Here is just one of their stories…
David Buck was a German immigrant living in North Codorus Township at the start of the Civil War. Born December 30, 1822 in Hesse in the general region of Frankfurt, he married a local York County girl named Rebecca and fathered a daughter Anna in 1854. By trade, Buck was a wagoner, and listed his occupation as laborer in the 1860 U.S. Census. He valued his personal property at $520 in that same enumeration.
In 1862, Buck turned forty-one years old, making him a rarity among York County’s soldiers. He was old enough to be the father of many of the men and boys who were drafted into Company D of the 166th Pennsylvania Volunteer Infantry regiment (Drafted Militia) in early November of that year. Buck traveled to the town of York where he signed his name on the muster list.

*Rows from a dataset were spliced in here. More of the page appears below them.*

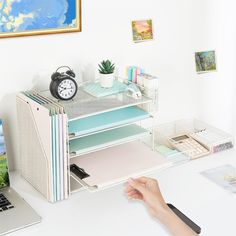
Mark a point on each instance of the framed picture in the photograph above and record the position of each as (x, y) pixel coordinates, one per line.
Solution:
(33, 17)
(205, 61)
(142, 30)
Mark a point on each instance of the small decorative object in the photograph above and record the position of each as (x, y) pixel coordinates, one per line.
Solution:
(106, 69)
(30, 17)
(63, 86)
(142, 30)
(205, 61)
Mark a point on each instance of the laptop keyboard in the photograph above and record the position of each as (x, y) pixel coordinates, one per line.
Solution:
(4, 203)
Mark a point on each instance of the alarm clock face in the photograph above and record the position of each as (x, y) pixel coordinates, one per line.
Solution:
(67, 89)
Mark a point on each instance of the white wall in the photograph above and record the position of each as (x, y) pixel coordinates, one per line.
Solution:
(214, 28)
(106, 33)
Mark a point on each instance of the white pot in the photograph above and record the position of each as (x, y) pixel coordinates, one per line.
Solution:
(106, 80)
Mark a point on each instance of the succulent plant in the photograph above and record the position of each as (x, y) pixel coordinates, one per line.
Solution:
(106, 67)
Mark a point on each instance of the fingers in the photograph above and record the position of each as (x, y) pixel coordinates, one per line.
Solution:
(138, 186)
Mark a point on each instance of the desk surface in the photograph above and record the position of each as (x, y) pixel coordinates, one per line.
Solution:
(109, 212)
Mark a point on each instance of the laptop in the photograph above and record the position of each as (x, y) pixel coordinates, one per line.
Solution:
(15, 213)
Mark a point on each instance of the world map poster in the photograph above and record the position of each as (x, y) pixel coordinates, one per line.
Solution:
(30, 17)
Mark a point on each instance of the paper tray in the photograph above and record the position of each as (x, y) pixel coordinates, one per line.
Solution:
(117, 164)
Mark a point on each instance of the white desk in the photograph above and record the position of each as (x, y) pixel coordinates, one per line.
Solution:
(109, 213)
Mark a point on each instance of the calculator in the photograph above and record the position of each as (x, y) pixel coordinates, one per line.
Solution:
(189, 146)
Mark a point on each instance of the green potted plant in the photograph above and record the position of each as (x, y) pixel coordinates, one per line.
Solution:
(106, 70)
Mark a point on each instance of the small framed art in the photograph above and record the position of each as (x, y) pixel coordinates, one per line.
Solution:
(31, 17)
(205, 61)
(142, 30)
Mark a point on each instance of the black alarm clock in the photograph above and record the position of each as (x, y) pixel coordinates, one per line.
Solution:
(63, 86)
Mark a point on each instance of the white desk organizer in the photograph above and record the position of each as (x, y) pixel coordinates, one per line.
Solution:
(103, 136)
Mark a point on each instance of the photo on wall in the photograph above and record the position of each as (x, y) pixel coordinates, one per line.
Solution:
(32, 17)
(205, 61)
(142, 30)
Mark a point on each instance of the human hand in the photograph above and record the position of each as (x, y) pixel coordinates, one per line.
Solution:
(147, 190)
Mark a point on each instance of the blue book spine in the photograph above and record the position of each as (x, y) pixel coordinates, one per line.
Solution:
(130, 73)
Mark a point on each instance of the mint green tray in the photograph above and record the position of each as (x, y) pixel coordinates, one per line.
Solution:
(106, 120)
(107, 138)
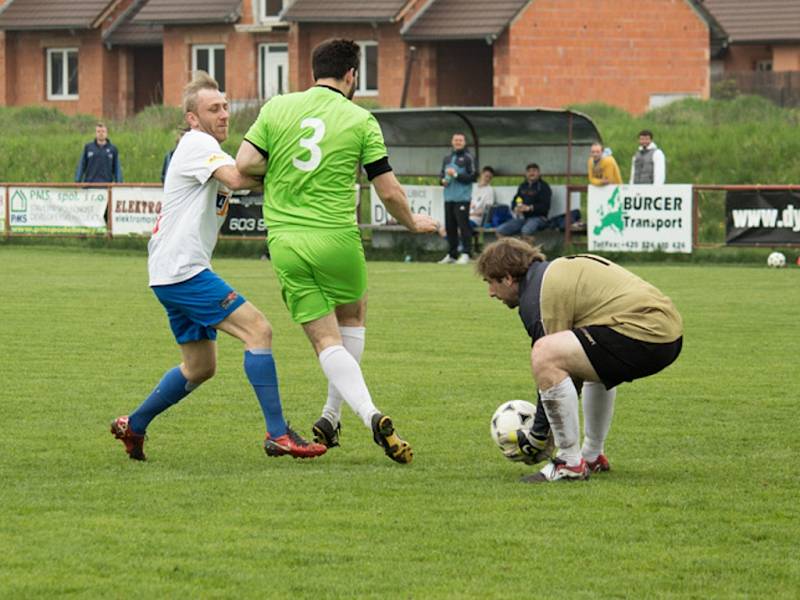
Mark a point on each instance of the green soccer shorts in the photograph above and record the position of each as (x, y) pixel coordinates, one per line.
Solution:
(318, 270)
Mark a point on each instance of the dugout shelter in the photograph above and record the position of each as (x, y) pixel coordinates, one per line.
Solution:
(505, 138)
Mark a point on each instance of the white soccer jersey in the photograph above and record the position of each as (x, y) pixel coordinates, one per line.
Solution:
(192, 212)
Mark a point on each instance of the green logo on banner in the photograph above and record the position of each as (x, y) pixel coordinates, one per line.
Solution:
(611, 215)
(19, 203)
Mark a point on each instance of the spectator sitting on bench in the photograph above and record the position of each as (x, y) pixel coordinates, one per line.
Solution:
(482, 198)
(530, 206)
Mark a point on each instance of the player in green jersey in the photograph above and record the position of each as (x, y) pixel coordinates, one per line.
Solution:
(308, 146)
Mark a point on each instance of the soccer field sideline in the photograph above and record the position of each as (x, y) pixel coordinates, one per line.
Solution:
(691, 508)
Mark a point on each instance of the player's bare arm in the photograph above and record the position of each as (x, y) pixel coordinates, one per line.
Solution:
(392, 195)
(234, 179)
(250, 161)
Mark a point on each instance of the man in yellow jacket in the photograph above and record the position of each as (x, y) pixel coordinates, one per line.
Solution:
(603, 169)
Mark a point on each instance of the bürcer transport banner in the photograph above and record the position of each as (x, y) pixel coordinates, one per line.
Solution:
(135, 209)
(640, 218)
(2, 210)
(762, 217)
(57, 210)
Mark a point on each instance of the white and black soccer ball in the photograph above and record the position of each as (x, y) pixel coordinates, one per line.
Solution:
(776, 260)
(508, 418)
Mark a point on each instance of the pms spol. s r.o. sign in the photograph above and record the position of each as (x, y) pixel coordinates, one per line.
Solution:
(640, 218)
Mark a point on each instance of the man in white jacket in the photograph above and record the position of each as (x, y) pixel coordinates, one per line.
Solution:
(649, 165)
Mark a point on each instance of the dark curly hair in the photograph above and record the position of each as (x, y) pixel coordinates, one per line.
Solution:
(334, 58)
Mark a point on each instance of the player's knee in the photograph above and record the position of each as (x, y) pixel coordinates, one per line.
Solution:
(542, 353)
(197, 374)
(260, 333)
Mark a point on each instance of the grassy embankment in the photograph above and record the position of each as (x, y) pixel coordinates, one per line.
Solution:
(747, 140)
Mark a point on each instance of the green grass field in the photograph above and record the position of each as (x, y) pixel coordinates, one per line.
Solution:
(702, 500)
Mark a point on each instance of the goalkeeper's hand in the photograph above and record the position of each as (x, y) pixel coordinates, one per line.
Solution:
(522, 446)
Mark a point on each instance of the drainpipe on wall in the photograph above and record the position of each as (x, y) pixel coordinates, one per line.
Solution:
(410, 56)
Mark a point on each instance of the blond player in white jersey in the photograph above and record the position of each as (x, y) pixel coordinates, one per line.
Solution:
(198, 302)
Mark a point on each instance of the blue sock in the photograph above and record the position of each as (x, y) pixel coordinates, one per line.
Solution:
(259, 367)
(170, 390)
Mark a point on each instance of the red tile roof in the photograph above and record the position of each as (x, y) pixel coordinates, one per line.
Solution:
(752, 21)
(321, 11)
(190, 11)
(51, 14)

On the 10th, he was mustered into the service at Camp Curtin in Harrisburg and received his uniform, musket, and accouterments. He and his new fellow soldiers were transported through Hanover Junction to Baltimore and then farther south to Washington D.C. From their, the 166th was sent to the front lines, serving at Newport News and Suffolk, Virginia in December as part of Foster’s Brigade in the Seventh Corps. They would stay in the Suffolk region until their nine-months term of service expired in July 1863 (ironically they mustered out shortly after their home county had been invaded by the Confederate army, including some regiment who they had faced in the Suffolk campaign).
Among the expeditions and battles that David Buck and his comrades in the 166th endured were the battles of Deserted House in late January 1863, an engagement in Leesburg in April, and the Siege of Suffolk from April 11 until May 4.
Other operations included Edenton, Providence Church and Somerton Roads April 12-13. Somerton Road April 15 and 20. Edenton Road April 24. Operations on Seaboard & Roanoke Railroad May 12-26. Holland House, Carrsville, May 15-16. Dix’s Peninsula Campaign June 27-July 7. Expedition from White House to South Anna River July 1-7. South Anna Bridge July 4.
Buck and the 166th Pennsylvania moved to Washington, D. C., on July 8 in preparation for the end of their service. They were mustered out on July 28.
Seventeen of Buck’s fellow soldiers in the regiment died during their term of service — six by hostile fire and eleven by disease. That percentage holds true for many Civil War regiments where poor sanitation and health care, exposure, and cramped quarters led to the spread of disease.
David Buck returned to North Codorus Township and resumed his career as a wagoner. He died at the age of 58 on February 13, 1881 and was buried in St. Paul’s (Ziegler’s) Cemetery off of Ziegler’s Church Road.